The Association asked Parliament to recognise the weak capacity of mining communities in their engagements with powerful multinational mining companies and to give consideration to concerns including mine legacies, effects of mining on community livelihood, cyanide spillages, compensation, resettlement and human right abuses when it got to discussing the new Mining Law.

Mr Daniel Owusu-Koranteng, Executive Director, WACAM, at a press conference in Accra stated that if the country made weak legislation, the nation would end up realising that the environmental and social costs of mining coupled with mine legacies far outstripped all benefits from the extractive sector.

He noted that while the nation prided itself for attracting investment in the extractive sector, it had paid little attention to the challenge of developing legally binding and enforceable environmental standards to regulate the mining industry.

He said the Association had, therefore, taken upon itself the task of educating affected communities and creating public awareness on the situation in mining communities to effect change.

Mr Owusu-Koranteng said the gross violation of the fundamental human rights of inhabitants of mining towns by mining companies needed urgent redress to prevent further displacement and also preserve natural resources such as water and the forest.

He said the current displacement of most families in various mining towns due to harmful mining practices, that led to cyanide spillages required stringent policies and programmes to resettle the people to prevent conflict.

"The Environmental Protection Agency (EPA) was established with powers to promulgate and enforce standards, but neither a precise standard nor detailed regulation has yet been enacted, though impact assessment are now required and guidelines for mineral operations have been formulated."

He described the provision in the Mineral and Mining Law (PNDC Law 153 of 1986) for environmental protection "as merely an omnibus provision, which does not set precise standards to regulate industrial mining".

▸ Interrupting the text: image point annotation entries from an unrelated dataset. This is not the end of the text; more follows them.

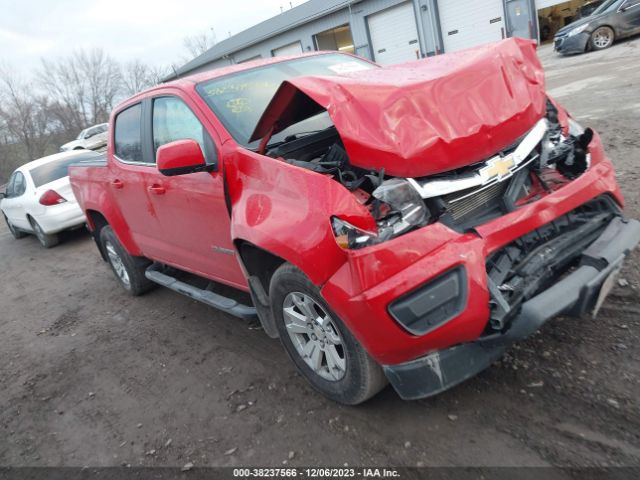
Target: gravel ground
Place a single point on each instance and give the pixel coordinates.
(92, 377)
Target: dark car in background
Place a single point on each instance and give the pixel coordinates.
(588, 9)
(611, 21)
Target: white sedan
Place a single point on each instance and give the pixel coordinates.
(38, 198)
(90, 138)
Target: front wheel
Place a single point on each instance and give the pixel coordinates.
(602, 38)
(320, 345)
(129, 270)
(46, 240)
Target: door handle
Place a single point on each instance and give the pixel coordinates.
(157, 189)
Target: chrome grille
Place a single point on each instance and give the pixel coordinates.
(464, 205)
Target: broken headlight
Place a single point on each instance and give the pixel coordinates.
(397, 208)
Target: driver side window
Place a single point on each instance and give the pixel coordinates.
(173, 120)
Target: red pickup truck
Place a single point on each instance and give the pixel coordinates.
(399, 224)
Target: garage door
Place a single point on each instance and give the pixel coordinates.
(290, 49)
(470, 23)
(394, 35)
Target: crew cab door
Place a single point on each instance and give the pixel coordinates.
(191, 208)
(132, 164)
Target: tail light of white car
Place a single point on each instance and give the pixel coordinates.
(51, 197)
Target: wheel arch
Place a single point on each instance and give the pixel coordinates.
(96, 222)
(259, 266)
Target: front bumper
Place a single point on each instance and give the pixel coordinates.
(576, 294)
(574, 44)
(57, 218)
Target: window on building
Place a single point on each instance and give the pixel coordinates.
(338, 38)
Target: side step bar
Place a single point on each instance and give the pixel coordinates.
(227, 305)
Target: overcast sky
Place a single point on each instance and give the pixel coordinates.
(151, 30)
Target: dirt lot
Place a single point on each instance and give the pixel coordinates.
(90, 376)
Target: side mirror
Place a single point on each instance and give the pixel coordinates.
(180, 158)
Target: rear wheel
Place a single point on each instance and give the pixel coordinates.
(319, 344)
(129, 270)
(14, 231)
(47, 240)
(602, 38)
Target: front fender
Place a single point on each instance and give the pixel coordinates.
(287, 210)
(90, 188)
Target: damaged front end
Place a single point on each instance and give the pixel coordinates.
(543, 160)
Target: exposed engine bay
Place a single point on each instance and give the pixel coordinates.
(538, 163)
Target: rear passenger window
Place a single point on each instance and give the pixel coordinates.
(10, 191)
(128, 142)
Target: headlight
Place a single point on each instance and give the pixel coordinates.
(577, 30)
(397, 208)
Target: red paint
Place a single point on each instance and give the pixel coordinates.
(179, 154)
(424, 117)
(286, 210)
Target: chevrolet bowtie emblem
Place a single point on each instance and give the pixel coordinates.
(497, 168)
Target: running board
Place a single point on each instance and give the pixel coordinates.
(227, 305)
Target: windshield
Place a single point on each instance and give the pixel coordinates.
(606, 6)
(56, 169)
(240, 99)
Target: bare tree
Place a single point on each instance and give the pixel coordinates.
(24, 114)
(83, 88)
(136, 76)
(199, 43)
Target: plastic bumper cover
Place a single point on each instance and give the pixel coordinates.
(61, 217)
(576, 294)
(574, 44)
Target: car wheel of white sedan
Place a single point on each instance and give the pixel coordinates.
(14, 231)
(45, 239)
(602, 38)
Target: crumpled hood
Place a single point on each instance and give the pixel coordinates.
(423, 117)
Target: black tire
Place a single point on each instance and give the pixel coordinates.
(361, 377)
(17, 234)
(47, 240)
(601, 38)
(134, 282)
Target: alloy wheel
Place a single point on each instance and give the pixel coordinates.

Mr Owusu-Koranteng stated that the absence of a clear standard with regard to the allowable distance between a community and the establishment of a mining pit had been the cause of many community conflicts, as residents had to live with all the dangers associated with mining.

Mr Dei Nkrumah, a Member of the Association, cited an incident in which the community had to struggle to stop the Bogoso Gold Limited from working in a pit, which was very close to the community to avoid nuisance and other dangers.

He also condemned media propaganda by mining companies to trivialise the real impact of cyanide spillages into water bodies. "Contrary to what the industry players want us to believe; we refuse to accept that the effects of cyanide spillage are transient." Mr Dei noted that the mining industry had been using media propaganda to avoid taking responsibility for cyanide spillages, which had huge social, environmental and financial implications.

He urged the Government to insist that companies bore the cost of correcting any damage caused through cyanide spillage.